WEPP072 Evaluation of Beam Losses and Energy Deposition for A Possible Phase II Design for LHC Collimation 2686
 
  • L. Lari, R. W. Assmann, C. Bracco, M. Brugger, F. Cerutti, A. Ferrari, M. Mauri, S. Redaelli, L. Sarchiapone, V. Vlachoudis, Th. Weiler
    CERN, Geneva
  • J. E. Doyle, L. Keller, S. A. Lundgren, T. W. Markiewicz, J. C. Smith
    SLAC, Menlo Park, California
  • L. Lari
    EPFL, Lausanne
 
  The LHC beams are designed to have high stability and to be stored for many hours. The nominal beam intensity lifetime is expected to be of the order of 20h.
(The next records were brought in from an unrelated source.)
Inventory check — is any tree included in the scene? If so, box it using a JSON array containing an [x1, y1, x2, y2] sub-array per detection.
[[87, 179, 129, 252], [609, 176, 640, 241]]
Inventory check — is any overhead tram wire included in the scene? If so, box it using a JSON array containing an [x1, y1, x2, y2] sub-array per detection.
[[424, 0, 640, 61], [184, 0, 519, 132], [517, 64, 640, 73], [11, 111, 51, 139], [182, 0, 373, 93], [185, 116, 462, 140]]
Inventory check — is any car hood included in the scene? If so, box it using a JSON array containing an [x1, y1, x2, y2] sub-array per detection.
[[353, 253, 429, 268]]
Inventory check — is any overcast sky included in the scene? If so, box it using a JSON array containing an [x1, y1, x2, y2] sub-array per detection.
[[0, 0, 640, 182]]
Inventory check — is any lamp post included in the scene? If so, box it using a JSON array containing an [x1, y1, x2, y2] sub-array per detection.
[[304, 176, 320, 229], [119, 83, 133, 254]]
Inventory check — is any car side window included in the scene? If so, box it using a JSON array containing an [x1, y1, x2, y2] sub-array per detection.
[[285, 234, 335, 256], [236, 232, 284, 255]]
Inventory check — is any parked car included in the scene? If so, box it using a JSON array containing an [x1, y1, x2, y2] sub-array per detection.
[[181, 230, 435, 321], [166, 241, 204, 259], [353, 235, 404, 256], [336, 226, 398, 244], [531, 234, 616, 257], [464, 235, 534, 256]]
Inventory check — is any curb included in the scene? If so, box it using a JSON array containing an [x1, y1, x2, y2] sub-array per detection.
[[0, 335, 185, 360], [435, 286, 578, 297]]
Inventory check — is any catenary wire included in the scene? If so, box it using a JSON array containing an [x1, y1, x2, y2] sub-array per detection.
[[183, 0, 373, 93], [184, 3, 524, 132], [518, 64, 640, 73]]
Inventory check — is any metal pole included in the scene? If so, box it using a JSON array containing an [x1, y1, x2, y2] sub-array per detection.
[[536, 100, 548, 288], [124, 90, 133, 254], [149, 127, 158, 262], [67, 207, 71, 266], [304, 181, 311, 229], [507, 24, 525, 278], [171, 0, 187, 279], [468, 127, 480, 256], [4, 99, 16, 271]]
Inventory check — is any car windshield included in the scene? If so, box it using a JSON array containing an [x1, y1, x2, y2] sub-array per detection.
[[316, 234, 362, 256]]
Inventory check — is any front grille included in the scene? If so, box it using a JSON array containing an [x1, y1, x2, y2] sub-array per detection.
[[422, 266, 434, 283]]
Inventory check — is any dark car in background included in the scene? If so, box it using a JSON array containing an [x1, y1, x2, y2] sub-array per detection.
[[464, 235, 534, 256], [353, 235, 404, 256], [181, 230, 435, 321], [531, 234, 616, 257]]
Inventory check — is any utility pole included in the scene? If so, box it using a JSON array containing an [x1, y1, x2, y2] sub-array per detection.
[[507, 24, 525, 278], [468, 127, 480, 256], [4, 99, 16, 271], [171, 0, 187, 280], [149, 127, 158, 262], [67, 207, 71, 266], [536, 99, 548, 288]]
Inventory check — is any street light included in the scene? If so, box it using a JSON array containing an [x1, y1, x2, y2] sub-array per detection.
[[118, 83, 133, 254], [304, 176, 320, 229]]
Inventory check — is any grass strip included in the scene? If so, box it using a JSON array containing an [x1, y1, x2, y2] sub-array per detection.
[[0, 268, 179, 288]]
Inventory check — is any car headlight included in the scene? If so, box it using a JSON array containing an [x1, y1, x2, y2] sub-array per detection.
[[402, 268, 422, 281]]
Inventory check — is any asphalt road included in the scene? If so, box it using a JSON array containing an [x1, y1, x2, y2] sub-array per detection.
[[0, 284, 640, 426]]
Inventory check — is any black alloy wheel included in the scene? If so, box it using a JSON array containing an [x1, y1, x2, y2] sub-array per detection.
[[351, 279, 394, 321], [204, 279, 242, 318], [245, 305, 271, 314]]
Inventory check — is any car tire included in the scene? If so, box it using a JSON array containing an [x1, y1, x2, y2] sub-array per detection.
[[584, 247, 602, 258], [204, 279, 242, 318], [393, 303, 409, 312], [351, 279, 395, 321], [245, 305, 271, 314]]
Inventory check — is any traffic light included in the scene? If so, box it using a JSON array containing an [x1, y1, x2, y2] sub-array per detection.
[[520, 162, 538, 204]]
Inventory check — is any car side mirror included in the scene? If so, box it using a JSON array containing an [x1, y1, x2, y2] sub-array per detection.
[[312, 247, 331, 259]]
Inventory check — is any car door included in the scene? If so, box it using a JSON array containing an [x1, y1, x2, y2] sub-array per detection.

The Phase II collimation system has to be able to handle particle losses in stable physics conditions at 7 TeV in order to avoid beam aborts and to allow correction of parameters and restoration to nominal conditions. Monte Carlo simulations are needed in order to evaluate the behavior of metallic high-Z collimators during operation scenarios using a realistic distribution of losses, which is a mix of the three limiting halo cases. Moreover, the consequences in the IR7 insertion of the worst (case) abnormal beam loss are evaluated. The case refers to a spontaneous trigger of the horizontal extraction kicker at top energy, when Phase II collimators are used. These studies are an important input for engineering design of the collimation Phase II system and for the evaluation of their effect on adjacent components. The goal is to build collimators that can survive the expected conditions during LHC stable physics runs, in order to avoid quenches of the SC magnets and to protect other LHC equipments.